So many people have wondered where I’d disappeared to… A year of doing other things, creating art, writing, and cooking of course. But here I am, I’m back! I shall no longer attempt to post every day, the tasks involved are just too time-consuming. What about Wednesdays or Thursdays, just once a week, to give you time to shop for ingredients before wow-ing your family and friends with a French meal at the weekend? Or no schedule at all, maybe I’ll just write when I have a recipe I just can’t keep to myself?
So let’s get back to work!
You’ll notice I have finally figured out the way to add audio clips of the pronunciation of a few words into the text. I shall gradually update all past posts, I hope this will help you and that you will practise repeating the words and phrases.
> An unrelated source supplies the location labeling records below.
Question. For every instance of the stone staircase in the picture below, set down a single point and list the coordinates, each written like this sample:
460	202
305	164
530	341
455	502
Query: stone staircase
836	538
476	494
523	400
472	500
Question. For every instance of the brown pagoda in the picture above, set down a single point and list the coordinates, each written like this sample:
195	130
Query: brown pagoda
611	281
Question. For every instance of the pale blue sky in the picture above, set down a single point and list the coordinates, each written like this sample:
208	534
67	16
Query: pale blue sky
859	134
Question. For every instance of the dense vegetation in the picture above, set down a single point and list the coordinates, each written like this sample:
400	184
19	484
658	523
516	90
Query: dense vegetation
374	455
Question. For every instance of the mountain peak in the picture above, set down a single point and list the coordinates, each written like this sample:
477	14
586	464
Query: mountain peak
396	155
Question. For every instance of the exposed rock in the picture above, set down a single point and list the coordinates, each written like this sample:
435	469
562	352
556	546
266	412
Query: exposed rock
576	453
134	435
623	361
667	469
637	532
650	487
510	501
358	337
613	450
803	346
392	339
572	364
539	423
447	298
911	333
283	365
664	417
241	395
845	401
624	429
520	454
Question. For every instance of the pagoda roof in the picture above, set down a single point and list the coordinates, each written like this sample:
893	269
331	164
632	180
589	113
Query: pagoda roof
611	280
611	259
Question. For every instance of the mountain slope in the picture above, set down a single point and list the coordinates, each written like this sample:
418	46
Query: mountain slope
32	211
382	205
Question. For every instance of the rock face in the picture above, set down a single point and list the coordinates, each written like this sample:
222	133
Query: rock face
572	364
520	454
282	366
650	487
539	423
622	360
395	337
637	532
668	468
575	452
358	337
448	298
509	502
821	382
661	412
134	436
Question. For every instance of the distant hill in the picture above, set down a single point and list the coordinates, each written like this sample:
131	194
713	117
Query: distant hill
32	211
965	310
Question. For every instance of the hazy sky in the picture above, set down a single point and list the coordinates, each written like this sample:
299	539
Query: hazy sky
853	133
I have left the written description of the sound as well.
Pêche is a complicated word, it means several things, and can be written with different accents.
pêche (feminine noun), la pêche, une pêche, des pêches = peach, pronounced paysh
un pêcher = a peach tree
NOT to be confused with un péché = a sin, un péché mortel = a mortal sin, pécher = to sin, commettre un péché = to commit a sin, un pécheur = a sinner
la pêche = fishing, pêcher = to fish, un pêcheur = a fisherman
Expressions using pêche (in the sense of peach) :
la peau de pêche , meaning either literally complexion, a skin like a peach, but it is also a type of material, sort of suedey, velvety like peach skin.
avoir la pêche = to be on good form
And to do with fishing:
une canne à pêche = a fishing rod, “bonne pêche” = tight lines (or have a good day’s fishing), un garde-pêche = a game warden (fishing warden), un droit de pêche = fishing rights, un permis de pêche = a fishing permit
And finally in the sense of a sin:
un péché de jeunesse = a sin of youth
un péché mignon = something you have a weakness for, ex. shoes, or chocolate. (What’s your péché mignon ?)
My recipe today is for Pêches Pochées, poached peaches
We have had, for once, a really glorious summer, and fruit is plentiful and ripe. This recipe is so simple, but very impressive, and I’ll suggest a few ways in which it can be dressed up.
- 1 ripe yellow peach per person (buy the most colourful peaches possible, with deep red skins)
- Icing sugar
- Wash the peaches quickly. Place a pan of water on to boil, large enough for the water to cover all the peaches.
- When the water simmers, gently lower the peaches WITH THEIR SKINS ON into the pan. Bring back to a very gentle boil and poach for one minute. (If you have doubts as to the ripeness of your peaches, make that 2 minutes, but much better to choose ripe fruit.)
- Remove with a slotted spoon, place on kitchen paper to drain and cool just enough to be able to handle them.
- With a sharp unserrated knife (so as not to leave scratches on the surface of the peach), remove the skin. (Actually, once you have made a nick in the skin, it almost slides off with just a little help from your forefinger.)
- Sprinkle lightly with icing sugar (through a sieve so as not to have little lumps). This will melt with the heat of the peach and glaze the fruit.
These peaches can be eaten just like that. It is better not to handle them once the icing sugar has been added, so if you do want to make a more complicated dessert, only add the icing sugar at the end, but be aware that if the peach is no longer warm, the sugar will not melt and glaze.
They are tricky to eat just as they are, difficult to “get hold of” even with a fork, and can slip and slide and even shoot across the table on occasion. Best to serve them in bowls or glasses that will prevent them from doing this.
You can also cut them in half and stone them just after peeling, this will make them easier to eat; and use these halves to make peach melba, with cream and ice cream and some red currant jelly. Or serve them on a bed of creamy rice pudding (my favourite!). Or good old English custard (crème anglaise in French).
I have photographed two variations, one with creamed rice in the bottom of a martini glass, with a tiny dribble of peach liqueur on top, and the poached peach on top of that. And a slice of wholemeal brioche which I turned into pain perdu, cut into triangles with a poached peach. I just had this for my lunch, and the peach was so beautifully ripe that it was no problem separating it from its stone on the dessert plate. But I have to say that I bought wholemeal brioche to kid myself into thinking I’m eating healthily, and it’s not nearly as nice as ordinary brioche, or gâche vendéenne (a speciality of the Vendée region of France) with which I usually do my pain perdu.
The colour that transfers from the skin to the peach is simply stunning and the sheen of the icing sugar sets this off beautifully. Good for candlelit dinners, they glow. Guests are usually pretty impressed and never guess it has been so easy to prepare.
Do take advantage of the summer season to buy some really ripe, tasty peaches for the weekend.